I came across Sun Tzu’s wisdom early in my career as a union negotiator. I had just verbally pulverized an opponent at the bargaining table. I had done my research and really had the goods on this guy. I let everything fly, humiliating and embarrassing him in front of his peers. Before I could take a bow, my mentor whispered into my ear, “Now what? You just destroyed him, but how is that going to help us reach a contract settlement?” That’s when I first read Sun Tzu’s “The Art of War”. My insults were an empty tactic, totally lacking any strategic connection to the goal of negotiating a decent agreement. That painful memory came rushing back yesterday, after it was reported that the president warned his unhinged North Korean counterpart that “threats will be met with fire and fury like the world has never seen.” So, now what? What’s the next move on the road to world peace?

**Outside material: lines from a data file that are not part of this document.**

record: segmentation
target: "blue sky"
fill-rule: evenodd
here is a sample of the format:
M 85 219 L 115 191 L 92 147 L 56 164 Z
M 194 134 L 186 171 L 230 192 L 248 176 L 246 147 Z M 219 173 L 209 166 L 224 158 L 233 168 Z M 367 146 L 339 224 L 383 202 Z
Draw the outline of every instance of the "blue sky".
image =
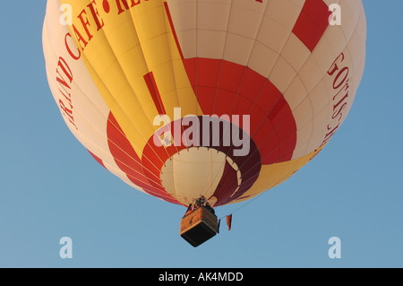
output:
M 126 186 L 65 126 L 45 74 L 46 1 L 3 2 L 0 267 L 403 267 L 402 1 L 364 0 L 365 71 L 323 152 L 197 248 L 179 237 L 183 207 Z

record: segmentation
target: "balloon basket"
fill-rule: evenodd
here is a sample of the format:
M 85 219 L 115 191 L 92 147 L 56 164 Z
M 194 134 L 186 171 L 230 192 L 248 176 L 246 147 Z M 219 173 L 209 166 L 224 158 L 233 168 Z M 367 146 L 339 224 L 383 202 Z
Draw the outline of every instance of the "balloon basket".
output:
M 218 219 L 209 209 L 201 206 L 181 221 L 181 237 L 196 247 L 218 232 Z

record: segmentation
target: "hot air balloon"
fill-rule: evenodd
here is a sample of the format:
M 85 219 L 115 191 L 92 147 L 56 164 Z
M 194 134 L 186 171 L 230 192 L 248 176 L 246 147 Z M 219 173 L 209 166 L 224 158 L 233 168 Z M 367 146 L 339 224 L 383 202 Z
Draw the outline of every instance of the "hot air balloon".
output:
M 361 0 L 48 0 L 43 28 L 71 132 L 186 207 L 251 199 L 312 160 L 351 108 L 365 40 Z

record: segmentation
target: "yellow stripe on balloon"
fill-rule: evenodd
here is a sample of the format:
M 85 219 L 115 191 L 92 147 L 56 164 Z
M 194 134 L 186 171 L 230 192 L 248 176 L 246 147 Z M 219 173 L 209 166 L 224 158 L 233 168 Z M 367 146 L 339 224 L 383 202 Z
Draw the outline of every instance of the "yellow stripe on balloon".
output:
M 60 0 L 72 7 L 69 30 L 82 60 L 141 158 L 149 138 L 160 127 L 153 126 L 160 108 L 145 76 L 152 73 L 160 104 L 171 119 L 176 107 L 182 115 L 201 115 L 201 108 L 164 1 L 107 2 Z
M 253 184 L 253 186 L 249 190 L 247 190 L 241 197 L 232 201 L 229 204 L 249 200 L 253 196 L 259 195 L 262 193 L 283 183 L 291 176 L 293 176 L 303 166 L 311 161 L 311 160 L 313 160 L 323 149 L 326 143 L 314 150 L 311 153 L 298 159 L 294 159 L 286 162 L 275 163 L 271 165 L 262 165 L 259 178 Z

And so it goes with Trump. He knows no art of the deal when it comes to leading our country. Other than the late Don Rickles, nobody has ever achieved success by lobbing insults at people. Yes, the president’s hard core base loves it. They adore Trump for his anger, and his total disregard for civility and respect in dealing with the swamp dwellers. They cheer him for it at his rallies, and then chant, “lock her up,” and other golden oldies. Some of them will stay with their angry guy all the way to the end, even if the swamp is never drained. To them, Trump is like a country-western crooner, singing the same old sad songs that somehow make them feel better, even though their lives are no less wretched when the concert ends.

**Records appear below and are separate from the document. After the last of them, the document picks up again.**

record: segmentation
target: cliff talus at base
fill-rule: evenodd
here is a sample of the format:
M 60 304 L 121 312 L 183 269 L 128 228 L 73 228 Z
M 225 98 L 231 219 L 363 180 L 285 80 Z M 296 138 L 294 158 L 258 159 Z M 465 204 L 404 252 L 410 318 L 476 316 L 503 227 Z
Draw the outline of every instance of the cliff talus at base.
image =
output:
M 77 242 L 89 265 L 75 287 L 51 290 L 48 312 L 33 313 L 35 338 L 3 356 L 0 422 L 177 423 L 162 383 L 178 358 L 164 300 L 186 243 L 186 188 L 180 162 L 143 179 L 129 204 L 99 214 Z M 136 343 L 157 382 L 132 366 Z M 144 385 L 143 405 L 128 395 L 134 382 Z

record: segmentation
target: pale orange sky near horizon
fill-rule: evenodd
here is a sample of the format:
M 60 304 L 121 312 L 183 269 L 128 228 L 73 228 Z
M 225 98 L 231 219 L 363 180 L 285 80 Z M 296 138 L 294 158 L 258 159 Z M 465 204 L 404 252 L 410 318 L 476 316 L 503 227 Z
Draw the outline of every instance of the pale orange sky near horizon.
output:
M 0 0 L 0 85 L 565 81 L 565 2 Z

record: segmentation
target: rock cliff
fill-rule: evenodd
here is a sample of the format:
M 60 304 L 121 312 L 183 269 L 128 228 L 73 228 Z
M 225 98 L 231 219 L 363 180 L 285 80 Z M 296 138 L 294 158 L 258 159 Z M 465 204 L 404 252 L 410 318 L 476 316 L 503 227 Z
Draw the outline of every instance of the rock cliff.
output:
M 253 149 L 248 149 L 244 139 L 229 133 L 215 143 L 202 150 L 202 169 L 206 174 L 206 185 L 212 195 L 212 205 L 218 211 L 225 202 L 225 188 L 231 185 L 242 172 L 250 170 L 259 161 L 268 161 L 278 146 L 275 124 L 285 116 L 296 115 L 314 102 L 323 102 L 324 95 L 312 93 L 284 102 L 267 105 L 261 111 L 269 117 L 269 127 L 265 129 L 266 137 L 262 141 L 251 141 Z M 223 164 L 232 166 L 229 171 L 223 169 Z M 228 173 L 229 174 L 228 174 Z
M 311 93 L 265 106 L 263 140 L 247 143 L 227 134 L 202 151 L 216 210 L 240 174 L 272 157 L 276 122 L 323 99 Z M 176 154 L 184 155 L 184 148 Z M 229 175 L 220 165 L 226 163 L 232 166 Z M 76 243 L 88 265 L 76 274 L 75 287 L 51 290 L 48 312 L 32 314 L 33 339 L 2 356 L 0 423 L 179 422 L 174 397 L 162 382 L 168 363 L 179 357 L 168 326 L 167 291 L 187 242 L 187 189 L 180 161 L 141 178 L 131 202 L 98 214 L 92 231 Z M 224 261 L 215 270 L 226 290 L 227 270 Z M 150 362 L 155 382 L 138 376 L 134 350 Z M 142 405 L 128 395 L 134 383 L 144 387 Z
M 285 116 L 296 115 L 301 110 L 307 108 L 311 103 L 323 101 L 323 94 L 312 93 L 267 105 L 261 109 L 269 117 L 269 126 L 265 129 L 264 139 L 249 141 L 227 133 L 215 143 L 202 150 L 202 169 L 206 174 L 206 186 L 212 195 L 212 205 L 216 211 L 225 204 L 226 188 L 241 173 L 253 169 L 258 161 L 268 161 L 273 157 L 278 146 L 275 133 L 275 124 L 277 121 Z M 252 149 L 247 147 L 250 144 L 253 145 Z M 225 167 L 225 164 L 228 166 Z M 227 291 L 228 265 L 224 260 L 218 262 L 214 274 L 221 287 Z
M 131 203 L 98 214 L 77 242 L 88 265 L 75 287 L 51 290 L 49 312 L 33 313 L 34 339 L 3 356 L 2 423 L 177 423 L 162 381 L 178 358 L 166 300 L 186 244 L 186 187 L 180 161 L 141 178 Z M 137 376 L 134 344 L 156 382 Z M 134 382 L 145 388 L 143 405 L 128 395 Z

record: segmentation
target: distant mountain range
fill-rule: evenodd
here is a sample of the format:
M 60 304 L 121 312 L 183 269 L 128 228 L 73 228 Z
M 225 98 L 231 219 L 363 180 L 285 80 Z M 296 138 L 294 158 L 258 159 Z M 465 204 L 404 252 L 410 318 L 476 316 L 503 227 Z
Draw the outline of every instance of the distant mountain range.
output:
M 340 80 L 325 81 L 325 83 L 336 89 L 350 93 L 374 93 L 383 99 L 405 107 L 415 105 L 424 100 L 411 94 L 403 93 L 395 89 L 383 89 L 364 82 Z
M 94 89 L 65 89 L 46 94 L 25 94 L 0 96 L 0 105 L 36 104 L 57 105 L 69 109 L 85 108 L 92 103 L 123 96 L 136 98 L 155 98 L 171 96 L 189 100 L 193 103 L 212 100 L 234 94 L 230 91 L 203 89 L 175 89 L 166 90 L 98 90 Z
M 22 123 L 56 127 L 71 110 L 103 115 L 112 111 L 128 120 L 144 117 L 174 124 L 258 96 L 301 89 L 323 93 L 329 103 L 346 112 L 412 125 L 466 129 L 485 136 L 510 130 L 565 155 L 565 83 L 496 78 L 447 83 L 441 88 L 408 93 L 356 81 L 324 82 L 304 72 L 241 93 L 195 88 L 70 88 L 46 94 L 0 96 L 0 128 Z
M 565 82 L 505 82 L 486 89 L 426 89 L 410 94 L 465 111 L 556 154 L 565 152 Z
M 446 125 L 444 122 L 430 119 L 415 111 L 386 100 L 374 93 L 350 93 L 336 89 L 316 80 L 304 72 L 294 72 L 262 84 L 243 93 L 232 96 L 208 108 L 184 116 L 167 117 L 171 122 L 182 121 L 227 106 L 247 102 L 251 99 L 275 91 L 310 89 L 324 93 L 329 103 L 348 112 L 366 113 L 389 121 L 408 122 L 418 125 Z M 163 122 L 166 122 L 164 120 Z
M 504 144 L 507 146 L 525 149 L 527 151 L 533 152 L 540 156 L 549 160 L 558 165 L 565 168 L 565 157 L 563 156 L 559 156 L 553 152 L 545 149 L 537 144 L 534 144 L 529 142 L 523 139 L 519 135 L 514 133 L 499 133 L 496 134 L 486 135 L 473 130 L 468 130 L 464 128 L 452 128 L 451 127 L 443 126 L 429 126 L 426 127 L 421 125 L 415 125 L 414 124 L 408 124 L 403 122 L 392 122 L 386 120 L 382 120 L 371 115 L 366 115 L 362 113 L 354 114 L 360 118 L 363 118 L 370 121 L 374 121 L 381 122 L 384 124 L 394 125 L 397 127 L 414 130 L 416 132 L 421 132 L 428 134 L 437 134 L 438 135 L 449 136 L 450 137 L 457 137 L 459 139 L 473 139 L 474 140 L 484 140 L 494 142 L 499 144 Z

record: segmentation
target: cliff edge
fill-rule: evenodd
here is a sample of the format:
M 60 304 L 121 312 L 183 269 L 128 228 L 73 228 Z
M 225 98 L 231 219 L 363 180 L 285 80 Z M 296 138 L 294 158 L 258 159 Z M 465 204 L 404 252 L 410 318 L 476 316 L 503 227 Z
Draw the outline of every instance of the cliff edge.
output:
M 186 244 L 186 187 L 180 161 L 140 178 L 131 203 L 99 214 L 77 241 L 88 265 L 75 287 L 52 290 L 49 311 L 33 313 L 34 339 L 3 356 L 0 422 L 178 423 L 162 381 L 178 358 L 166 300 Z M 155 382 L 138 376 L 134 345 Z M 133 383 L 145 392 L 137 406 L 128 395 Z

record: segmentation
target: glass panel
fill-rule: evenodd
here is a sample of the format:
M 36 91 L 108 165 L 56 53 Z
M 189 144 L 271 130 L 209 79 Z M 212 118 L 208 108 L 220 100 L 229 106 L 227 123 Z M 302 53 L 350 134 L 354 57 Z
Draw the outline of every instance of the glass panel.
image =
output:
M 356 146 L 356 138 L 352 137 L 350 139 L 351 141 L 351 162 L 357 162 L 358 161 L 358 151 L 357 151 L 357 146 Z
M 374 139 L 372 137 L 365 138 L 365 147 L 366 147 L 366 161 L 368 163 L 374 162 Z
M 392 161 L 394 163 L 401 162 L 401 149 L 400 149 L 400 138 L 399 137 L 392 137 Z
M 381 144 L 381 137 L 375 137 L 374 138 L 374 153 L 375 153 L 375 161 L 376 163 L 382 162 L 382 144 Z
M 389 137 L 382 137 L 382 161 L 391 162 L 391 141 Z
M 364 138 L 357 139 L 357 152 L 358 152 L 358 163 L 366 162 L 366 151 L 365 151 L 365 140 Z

Yet, polls show that Trump’s ineffectiveness in enacting his promised swamp drain is bringing his numbers down in every category, including his treasured demographic of white men without a college education. The New York Times reported Sunday that many key Republicans are already maneuvering for the 2020 presidential election with the belief that Trump will not be the party’s candidate. Regardless of what happens three years from now, it’s hard to see how this president can hope to successfully govern with no strategy beyond a string of angry tweets. A devoted and enraged base, in the low 20% range, screaming “fake news” at an occasional rally, is neither a strategy nor a mandate to govern.